Un des principaux facteurs des échecs de ces réformes est que le système, pour progresser, « ?a besoin d’une évolution des pratiques éducatives des enseignants, mais la structure du système est telle que les autorités ont peu de prise sur ces pratiques? ».
Si les établissements scolaires sont des lieux bien souvent favorables aux innovations, les enseignants résistent aux réformes conçues et planifiées d’en haut. Incitations financières ou sanctions à leur égard ont même peu d’effet sur leur motivation.
Sans doute les enseignants perçoivent-ils dans les propositions de réforme un manque de confiance dans leurs compétences ou la mise en danger des valeurs auxquelles ils sont attachés. Ils ne peuvent surtout adhérer à des réformes trop éloignées des classes, qui conçoivent l’acte d’enseigner comme un exercice purement technique. Enfin, le manque de formation de haut niveau et d’accompagnement dans les établissements au moment où ils en ont besoin leur fait plus percevoir les risques que les avantages à s’engager dans une voie nouvelle.

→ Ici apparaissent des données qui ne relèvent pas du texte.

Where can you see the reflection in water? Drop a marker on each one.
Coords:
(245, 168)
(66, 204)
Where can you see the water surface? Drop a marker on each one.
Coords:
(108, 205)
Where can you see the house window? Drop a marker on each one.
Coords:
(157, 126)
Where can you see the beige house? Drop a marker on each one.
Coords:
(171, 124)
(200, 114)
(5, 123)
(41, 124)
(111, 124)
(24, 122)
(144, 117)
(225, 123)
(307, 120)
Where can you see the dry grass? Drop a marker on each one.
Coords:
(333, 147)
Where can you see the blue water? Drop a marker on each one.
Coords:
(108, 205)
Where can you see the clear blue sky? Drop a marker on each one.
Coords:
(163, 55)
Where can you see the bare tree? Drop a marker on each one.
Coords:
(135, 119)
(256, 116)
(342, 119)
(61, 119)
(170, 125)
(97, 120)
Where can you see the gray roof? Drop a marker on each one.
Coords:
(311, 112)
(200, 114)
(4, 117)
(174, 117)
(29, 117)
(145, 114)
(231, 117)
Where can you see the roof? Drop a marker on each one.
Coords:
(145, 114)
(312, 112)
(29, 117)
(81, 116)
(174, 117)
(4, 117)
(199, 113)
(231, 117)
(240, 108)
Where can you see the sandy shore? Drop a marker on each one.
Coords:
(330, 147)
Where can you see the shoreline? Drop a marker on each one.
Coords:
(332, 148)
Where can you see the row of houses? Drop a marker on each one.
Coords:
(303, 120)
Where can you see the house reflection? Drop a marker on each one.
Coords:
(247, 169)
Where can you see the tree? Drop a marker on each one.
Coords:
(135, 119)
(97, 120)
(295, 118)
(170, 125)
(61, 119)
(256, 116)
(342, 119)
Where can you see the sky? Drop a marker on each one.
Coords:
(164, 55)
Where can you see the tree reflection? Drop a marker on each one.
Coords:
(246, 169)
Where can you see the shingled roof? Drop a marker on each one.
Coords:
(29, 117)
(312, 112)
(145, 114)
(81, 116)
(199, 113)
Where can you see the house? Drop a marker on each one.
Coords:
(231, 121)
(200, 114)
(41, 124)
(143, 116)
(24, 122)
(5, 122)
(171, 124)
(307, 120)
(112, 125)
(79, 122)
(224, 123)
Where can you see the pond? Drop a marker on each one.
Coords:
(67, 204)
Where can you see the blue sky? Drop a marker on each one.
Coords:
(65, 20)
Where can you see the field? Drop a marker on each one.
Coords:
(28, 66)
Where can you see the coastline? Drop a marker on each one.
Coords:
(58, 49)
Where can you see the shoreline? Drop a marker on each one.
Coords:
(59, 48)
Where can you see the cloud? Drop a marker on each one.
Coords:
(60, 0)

La plupart du temps, dans les établissements, le travail collectif se limite à des échanges superficiels, sans confrontation sur les pratiques pédagogiques. L’objectif de la formation sera de développer une réflexion collective ancrée dans le travail quotidien de la classe, dans les gestes professionnels, dans les difficultés face aux élèves. Le développement professionnel s’attachera à faire de l’enseignant un praticien réflexif, capable d’analyser son activité, d’argumenter ses choix, de les communiquer, de trouver des réponses aux difficultés nouvelles soulevées par les élèves.
Les conditions de travail au quotidien doivent lui faciliter l’engagement dans le changement, voire lui en donner l’envie : inutile d’attendre du fonctionnement en équipe le développement de communautés d’apprentissage et de la formation par les pairs, si l’organisation du travail dans les établissements ne permet pas la visibilité des activités pédagogiques de chacun aux yeux de ses collègues et les interactions entre les professionnels.
Les enseignants sont des acteurs clés du système éducatif : leur accorder confiance et autonomie dans l’exercice de leur métier, investir dans leur développement professionnel, en fait leur donner du pouvoir sur leurs pratiques et sur leur environnement de travail est un enjeu important dans le pronostic de réussite ou d’échec des réformes éducatives.